551 S.W.2d 448, 1977 Tex. App. LEXIS 2899
CourtCourt of Appeals of Texas
DecidedApril 19, 1977
Docket8446
StatusPublished
Cited by4 cases

This text of 551 S.W.2d 448 (Allen v. Linam) is published on Counsel Stack Legal Research, covering Court of Appeals of Texas primary law. Counsel Stack provides free access to over 12 million legal documents including statutes, case law, regulations, and constitutions.

Bluebook
Allen v. Linam, 551 S.W.2d 448, 1977 Tex. App. LEXIS 2899 (Tex. Ct. App. 1977).

Opinion

CHADICK, Chief Justice.

This is an appeal in a trespass to try title case. Summary judgment motions filed by the several defendants were sustained in the trial court and judgment was entered that plaintiffs take nothing. The trial court judgment is affirmed.

The plaintiffs pled that the title of A. L. Allen and his wife, Virginia, to an 11/isth undivided interest in the two hundred acres of land in suit vested in them under the Texas law of intestate succession and that they were ousted from possession of the land by the defendants on January 1, 1954. The defendants pled, as vested in them, the title to the land that was conveyed by a sheriff’s deed to E. R. Allen dated December 5, 1928. The deed was executed pursuant to judgment and an order of sale of the District Court of Cass County, Texas, in favor of the State of Texas, as plaintiff, against the “Heirs of Mrs. Genie Allen, Estate, Defendants.” Other pleadings of the parties will be noticed when appropriate to an issue under discussion.

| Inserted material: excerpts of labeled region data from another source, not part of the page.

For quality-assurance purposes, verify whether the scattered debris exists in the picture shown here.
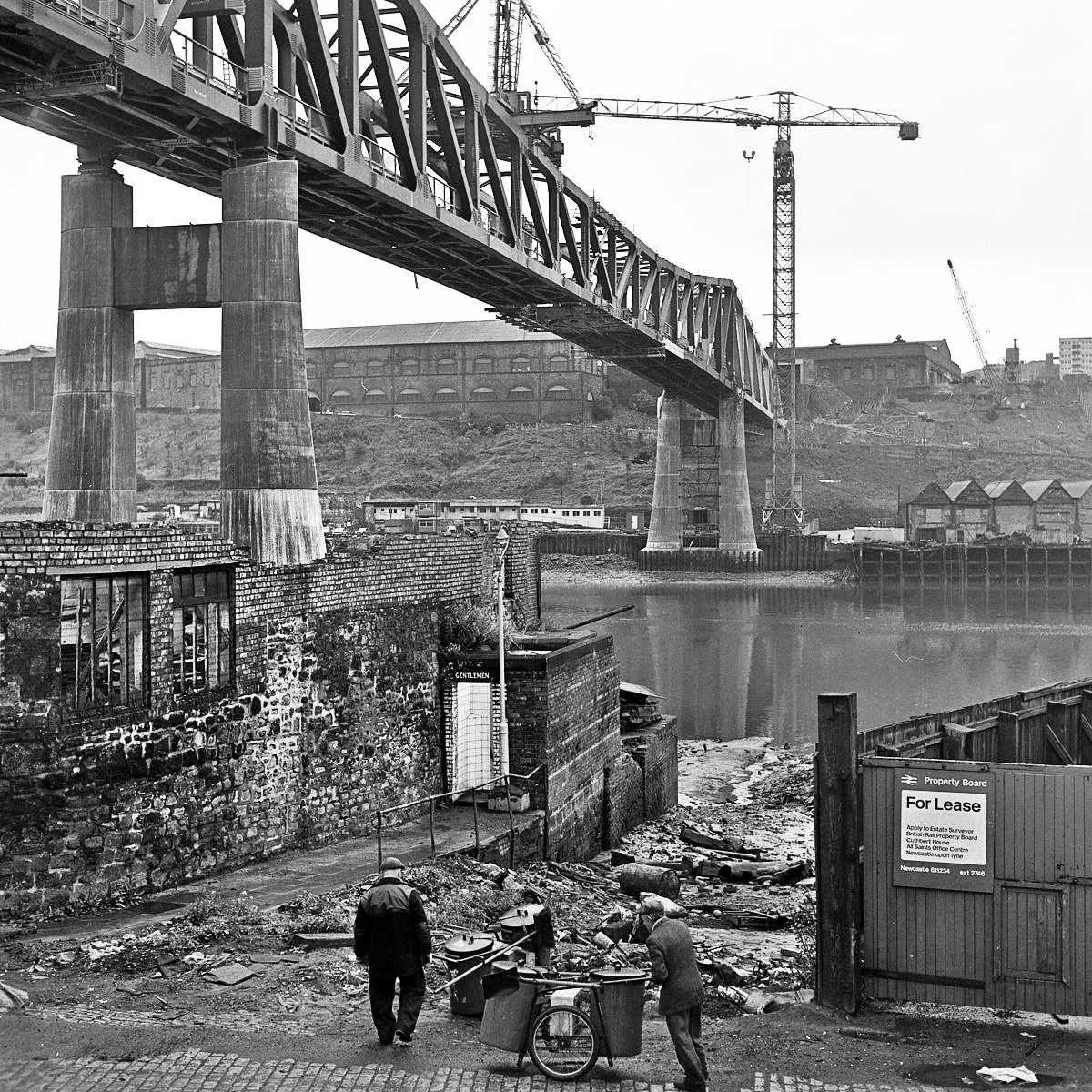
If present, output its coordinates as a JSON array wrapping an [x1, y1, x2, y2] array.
[[206, 963, 258, 986], [976, 1066, 1038, 1085]]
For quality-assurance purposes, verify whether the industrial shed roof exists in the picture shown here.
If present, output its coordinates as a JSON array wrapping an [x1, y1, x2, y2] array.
[[304, 318, 564, 349]]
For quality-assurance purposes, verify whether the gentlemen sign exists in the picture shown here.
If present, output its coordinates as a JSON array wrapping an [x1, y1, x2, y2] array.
[[895, 766, 994, 891]]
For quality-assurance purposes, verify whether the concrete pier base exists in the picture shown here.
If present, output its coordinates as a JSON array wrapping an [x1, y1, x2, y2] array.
[[642, 393, 682, 552], [42, 158, 136, 523], [716, 397, 758, 553], [220, 160, 326, 564]]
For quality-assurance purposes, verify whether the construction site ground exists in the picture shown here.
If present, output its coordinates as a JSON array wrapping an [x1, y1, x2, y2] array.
[[0, 741, 1092, 1092]]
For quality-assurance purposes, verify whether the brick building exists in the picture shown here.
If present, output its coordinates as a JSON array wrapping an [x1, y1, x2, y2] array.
[[796, 339, 960, 394], [304, 320, 604, 421], [0, 523, 675, 917], [0, 318, 605, 422], [0, 342, 219, 411], [905, 479, 1092, 544]]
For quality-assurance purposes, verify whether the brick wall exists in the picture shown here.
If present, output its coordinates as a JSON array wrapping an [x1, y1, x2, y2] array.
[[622, 716, 679, 819], [602, 753, 645, 847], [0, 523, 502, 916]]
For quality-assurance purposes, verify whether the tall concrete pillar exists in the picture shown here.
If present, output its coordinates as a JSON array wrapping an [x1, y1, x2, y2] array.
[[644, 392, 682, 551], [220, 162, 326, 564], [716, 395, 758, 553], [42, 147, 136, 523]]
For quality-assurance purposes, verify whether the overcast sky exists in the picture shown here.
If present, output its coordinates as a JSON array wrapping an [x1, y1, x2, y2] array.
[[0, 0, 1092, 370]]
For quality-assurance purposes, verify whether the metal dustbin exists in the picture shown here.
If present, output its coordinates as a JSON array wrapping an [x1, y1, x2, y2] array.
[[479, 960, 537, 1054], [500, 902, 546, 959], [443, 933, 496, 1016], [591, 967, 648, 1058]]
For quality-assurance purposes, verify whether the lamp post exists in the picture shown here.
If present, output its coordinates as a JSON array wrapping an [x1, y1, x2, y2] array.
[[495, 528, 509, 776]]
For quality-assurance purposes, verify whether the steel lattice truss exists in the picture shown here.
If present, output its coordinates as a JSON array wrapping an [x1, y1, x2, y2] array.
[[0, 0, 772, 424]]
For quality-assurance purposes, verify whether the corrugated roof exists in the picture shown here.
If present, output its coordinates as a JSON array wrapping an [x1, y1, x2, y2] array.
[[1061, 481, 1092, 500], [1023, 479, 1061, 500], [304, 318, 564, 349], [982, 479, 1031, 503], [133, 340, 219, 357]]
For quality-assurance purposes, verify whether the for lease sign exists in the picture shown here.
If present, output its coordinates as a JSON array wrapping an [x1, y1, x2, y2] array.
[[895, 766, 994, 891]]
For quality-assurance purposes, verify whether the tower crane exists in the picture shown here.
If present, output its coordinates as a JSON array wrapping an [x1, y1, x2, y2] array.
[[444, 7, 917, 531]]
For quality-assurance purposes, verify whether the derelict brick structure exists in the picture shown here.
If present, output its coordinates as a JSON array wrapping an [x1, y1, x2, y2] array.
[[0, 523, 484, 916], [639, 394, 760, 571], [43, 156, 326, 564]]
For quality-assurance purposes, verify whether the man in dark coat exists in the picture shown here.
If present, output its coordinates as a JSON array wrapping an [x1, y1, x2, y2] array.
[[353, 857, 432, 1046], [637, 895, 709, 1092]]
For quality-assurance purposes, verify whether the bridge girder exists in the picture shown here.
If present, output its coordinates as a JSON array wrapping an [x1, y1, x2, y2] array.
[[0, 0, 774, 426]]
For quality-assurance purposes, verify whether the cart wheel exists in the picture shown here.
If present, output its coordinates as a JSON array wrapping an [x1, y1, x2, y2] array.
[[528, 1005, 600, 1081]]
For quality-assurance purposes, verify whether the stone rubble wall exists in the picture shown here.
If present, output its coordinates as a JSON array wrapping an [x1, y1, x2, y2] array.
[[0, 524, 486, 917]]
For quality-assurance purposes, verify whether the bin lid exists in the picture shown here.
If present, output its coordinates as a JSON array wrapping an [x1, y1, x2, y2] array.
[[443, 933, 495, 956], [592, 966, 649, 982]]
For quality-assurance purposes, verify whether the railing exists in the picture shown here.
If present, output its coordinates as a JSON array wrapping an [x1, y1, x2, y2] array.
[[376, 765, 546, 867], [170, 31, 247, 102]]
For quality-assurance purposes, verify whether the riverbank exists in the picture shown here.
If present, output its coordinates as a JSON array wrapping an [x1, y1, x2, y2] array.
[[541, 553, 850, 588]]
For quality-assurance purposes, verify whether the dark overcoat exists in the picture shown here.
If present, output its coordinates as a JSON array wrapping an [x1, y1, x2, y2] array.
[[648, 917, 705, 1016]]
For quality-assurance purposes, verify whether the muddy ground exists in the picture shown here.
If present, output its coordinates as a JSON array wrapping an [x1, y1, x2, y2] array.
[[0, 741, 1092, 1092]]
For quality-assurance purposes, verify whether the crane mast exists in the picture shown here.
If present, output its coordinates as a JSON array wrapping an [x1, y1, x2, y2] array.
[[948, 258, 1001, 395]]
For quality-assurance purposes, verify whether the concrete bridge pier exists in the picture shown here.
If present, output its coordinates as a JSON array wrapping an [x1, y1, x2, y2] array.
[[716, 395, 759, 567], [42, 147, 136, 523], [641, 391, 682, 568], [220, 160, 326, 564]]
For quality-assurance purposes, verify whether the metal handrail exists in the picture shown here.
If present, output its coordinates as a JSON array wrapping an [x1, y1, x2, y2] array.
[[376, 763, 546, 867]]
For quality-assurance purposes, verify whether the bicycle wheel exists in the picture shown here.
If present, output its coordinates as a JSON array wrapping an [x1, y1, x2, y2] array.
[[528, 1005, 600, 1081]]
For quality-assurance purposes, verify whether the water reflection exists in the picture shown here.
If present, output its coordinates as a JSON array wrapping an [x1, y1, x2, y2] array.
[[542, 583, 1092, 743]]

*450 A. L. Allen and his wife, Virginia, both deceased, were survived by five children, named respectively, Harry 0., Guy A., Ernest R., Albert R. and Elsie. All except Harry 0. Allen were deceased at the time this action was instituted. The plaintiffs in this action, appellants here, are Harry 0. Allen and the children of Guy A. Allen, Albert R. Allen, Elsie Allen Leroy and Mrs. Guy A. Allen, Jr., the widow of Guy A. Allen, Jr., deceased. The defendants, ap-pellees here, are Ernest R. Allen’s child, Ernest R. Allen, Jr., his remarried widow, Beatrice Teagarten, and her husband, Paul Teagarten, together with Ronald H. Linam and Armco Steel Corporation, all claiming interests as successors in title to Ernest R. Allen. Hereafter the parties will be referred to by their designation in the trial court.

The first issue raised is that the sheriff’s deed relied upon by the defendants is void and conveyed no title because the judgment authorizing it was void on its face. The minutes of the District Court of Cass County show that a judgment was rendered therein on October 15, 1928, in case No. T-3922, styled State of Texas v. Heirs of Estate of Genie Alien, in which the state was awarded a recovery of delinquent taxes levied against the land in suit for the years 1926 and 1927 in the aggregate sum of $119.41, together with costs and foreclosure of the tax lien securing payment thereof. The judgment decreed that an order of sale issue and the land be sold in satisfaction of the judgment. The sheriff’s return on the order of sale shows the land was sold to E. R. Allen and deed to him executed December 5, 1928. The deed was recorded in the Deed Records of Cass County, January 4, 1929. The case file containing all court papers was withdrawn from the District Clerk’s Office in 1937 and never returned. The court minutes, the sheriff’s return and the sheriff’s deed shown by the deed records are the only existing documents that tend to show the proceedings in and disposition of the delinquent tax suit.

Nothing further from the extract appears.